As I mentioned in the GD thread, that cannot be based on a Neanderthal skull. The cranium is about right, but the face is completely wrong. We know how to reconstruct noses based on the nasal cavity and the angle of the bone just above it, and Neanderthals didn’t have flat nose like that. Their mouths did not project out that far, either. I don’t know where that came from, but it looks like a deliberate attempt to make Neanderthals look ape-like.

We’re fairly certain they wore hides to protect against the cold, and they had fire as well. The more likely scenario is that were not hairy like a chimp, even if they might have had more hair than we do.

I was also wondering about the apparent assumption that all neanderthals were white. Any credence to that?

It’s perfectly reasonable to give Neanderthal reconstructions sapiens-like hair and other superficial features. Given that our reconstruction techniques can’t actually determine those features presently, our best guess is to make them resemble their closest known relatives. Who, fortunately, we do have living specimens of. Yes, they’re reasonably closely related to chimps and gorillas, but then, so are we. And we’re significantly closer to each other than either of us is to the modern hairy apes.

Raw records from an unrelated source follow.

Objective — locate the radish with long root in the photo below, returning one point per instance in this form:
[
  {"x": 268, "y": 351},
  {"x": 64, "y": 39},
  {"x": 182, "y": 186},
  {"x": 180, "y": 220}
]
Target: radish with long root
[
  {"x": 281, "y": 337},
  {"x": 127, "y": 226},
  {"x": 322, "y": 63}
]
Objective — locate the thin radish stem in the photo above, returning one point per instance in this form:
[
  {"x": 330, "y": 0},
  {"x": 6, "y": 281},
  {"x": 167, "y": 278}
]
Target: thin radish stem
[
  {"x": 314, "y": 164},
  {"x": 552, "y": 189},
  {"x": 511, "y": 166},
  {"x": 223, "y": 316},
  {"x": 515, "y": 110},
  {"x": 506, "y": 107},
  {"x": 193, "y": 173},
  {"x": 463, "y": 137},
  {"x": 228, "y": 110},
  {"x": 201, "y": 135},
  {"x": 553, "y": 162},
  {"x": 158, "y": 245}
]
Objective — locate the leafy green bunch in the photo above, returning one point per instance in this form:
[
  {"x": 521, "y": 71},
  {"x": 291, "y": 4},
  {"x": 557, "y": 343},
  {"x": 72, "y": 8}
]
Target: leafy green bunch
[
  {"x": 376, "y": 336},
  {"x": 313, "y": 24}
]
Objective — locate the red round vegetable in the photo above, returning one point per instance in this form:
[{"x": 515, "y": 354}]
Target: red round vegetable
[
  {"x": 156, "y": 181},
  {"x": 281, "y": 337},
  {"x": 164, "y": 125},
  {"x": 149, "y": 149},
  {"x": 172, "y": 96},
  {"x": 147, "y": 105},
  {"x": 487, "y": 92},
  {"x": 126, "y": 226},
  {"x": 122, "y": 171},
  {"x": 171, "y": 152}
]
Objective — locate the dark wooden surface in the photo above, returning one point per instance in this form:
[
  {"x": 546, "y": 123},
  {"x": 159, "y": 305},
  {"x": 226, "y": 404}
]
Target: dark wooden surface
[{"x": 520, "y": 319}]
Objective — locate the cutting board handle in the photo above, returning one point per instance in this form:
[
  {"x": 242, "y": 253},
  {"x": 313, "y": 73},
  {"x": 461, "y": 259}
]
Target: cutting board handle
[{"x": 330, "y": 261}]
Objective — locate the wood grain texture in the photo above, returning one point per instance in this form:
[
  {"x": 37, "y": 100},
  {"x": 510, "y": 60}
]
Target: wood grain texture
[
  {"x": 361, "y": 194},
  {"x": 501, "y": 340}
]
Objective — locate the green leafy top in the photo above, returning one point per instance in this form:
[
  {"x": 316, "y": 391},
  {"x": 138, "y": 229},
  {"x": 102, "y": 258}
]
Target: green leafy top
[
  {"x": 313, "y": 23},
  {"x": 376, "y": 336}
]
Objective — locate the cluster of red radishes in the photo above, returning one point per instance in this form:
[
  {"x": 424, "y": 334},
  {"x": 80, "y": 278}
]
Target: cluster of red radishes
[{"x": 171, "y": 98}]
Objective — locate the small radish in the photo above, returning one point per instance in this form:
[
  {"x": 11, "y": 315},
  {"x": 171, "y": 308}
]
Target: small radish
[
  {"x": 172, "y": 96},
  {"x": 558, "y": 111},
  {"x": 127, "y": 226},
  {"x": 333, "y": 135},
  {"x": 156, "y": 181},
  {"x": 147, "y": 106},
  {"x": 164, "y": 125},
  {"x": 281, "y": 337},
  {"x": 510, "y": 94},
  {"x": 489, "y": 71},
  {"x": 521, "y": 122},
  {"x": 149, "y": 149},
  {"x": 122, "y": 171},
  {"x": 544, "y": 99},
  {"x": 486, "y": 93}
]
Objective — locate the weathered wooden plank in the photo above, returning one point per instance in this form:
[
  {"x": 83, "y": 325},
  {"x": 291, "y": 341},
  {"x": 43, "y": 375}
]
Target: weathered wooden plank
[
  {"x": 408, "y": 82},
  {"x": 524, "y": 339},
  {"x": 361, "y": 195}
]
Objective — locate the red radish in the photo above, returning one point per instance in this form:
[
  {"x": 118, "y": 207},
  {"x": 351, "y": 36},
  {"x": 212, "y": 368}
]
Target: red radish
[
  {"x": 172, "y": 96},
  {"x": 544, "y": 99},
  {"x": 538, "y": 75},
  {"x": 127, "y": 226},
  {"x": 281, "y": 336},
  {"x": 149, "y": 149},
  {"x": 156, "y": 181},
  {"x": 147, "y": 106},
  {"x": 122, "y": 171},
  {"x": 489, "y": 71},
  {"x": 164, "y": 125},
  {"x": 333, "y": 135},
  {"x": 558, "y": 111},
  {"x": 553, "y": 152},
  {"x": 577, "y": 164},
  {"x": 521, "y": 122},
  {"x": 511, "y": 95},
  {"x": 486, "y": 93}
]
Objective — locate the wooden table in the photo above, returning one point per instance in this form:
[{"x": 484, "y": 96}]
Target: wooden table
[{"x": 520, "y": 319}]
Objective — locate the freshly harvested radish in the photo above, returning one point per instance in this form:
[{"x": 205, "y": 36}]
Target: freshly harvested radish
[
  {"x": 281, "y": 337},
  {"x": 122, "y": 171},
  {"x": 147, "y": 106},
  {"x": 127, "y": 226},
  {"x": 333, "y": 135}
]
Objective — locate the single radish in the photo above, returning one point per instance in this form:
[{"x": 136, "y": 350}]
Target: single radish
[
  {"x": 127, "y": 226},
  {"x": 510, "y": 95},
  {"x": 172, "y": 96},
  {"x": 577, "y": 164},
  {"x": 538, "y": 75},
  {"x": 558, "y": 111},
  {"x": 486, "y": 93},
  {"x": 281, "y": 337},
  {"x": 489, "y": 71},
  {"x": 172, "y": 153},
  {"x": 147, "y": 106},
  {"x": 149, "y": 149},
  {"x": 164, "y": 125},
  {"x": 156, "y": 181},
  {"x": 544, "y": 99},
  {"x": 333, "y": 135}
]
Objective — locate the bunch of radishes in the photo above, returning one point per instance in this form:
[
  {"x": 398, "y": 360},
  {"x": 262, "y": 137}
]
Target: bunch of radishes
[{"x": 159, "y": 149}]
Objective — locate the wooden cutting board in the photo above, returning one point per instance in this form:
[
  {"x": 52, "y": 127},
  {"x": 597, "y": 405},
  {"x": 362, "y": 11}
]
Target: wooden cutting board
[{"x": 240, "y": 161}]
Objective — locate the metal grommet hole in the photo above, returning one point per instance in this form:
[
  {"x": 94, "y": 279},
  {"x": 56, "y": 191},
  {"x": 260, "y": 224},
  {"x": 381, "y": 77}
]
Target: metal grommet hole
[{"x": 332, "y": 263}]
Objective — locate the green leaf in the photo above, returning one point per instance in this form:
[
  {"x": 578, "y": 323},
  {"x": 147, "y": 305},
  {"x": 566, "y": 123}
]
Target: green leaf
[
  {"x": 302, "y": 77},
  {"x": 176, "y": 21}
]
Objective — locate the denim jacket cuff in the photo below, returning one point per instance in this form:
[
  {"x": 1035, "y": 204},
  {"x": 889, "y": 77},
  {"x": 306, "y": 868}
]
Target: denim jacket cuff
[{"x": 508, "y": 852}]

If you’re referring to it’s color, it’s not white. If you’re referring to its ethnicity, you’re anthropomorphizing.

No, other than the thought that similar selective pressures would produce similar physical results. Also, Neanderthals and proto-Neanderthals lived in Europe for hundreds of thousands of years, unlike us who have lived there only about 1/10 as long. They most likely were much better adapted, physically, to that type of climate than we are.

And, to complete that thought, those adaptations include things like light colored skin to let the sunshine in to make Vitamin D, protruding noses to warm the colder northern air and light colored eyes in areas with less light…or, to “anthropomorphize”, roughly Caucasian features.

In many artistic depicitions and reconstructions, the skin is quite obviously closer to a caucasian tone, and the soft tissue facial features look more caucasian than not. I have never seen any depiction of a caveman with curly African-type hair or Asian-style epicanthic eyelids. I don’t think I’m the one who is anthropomorphizing.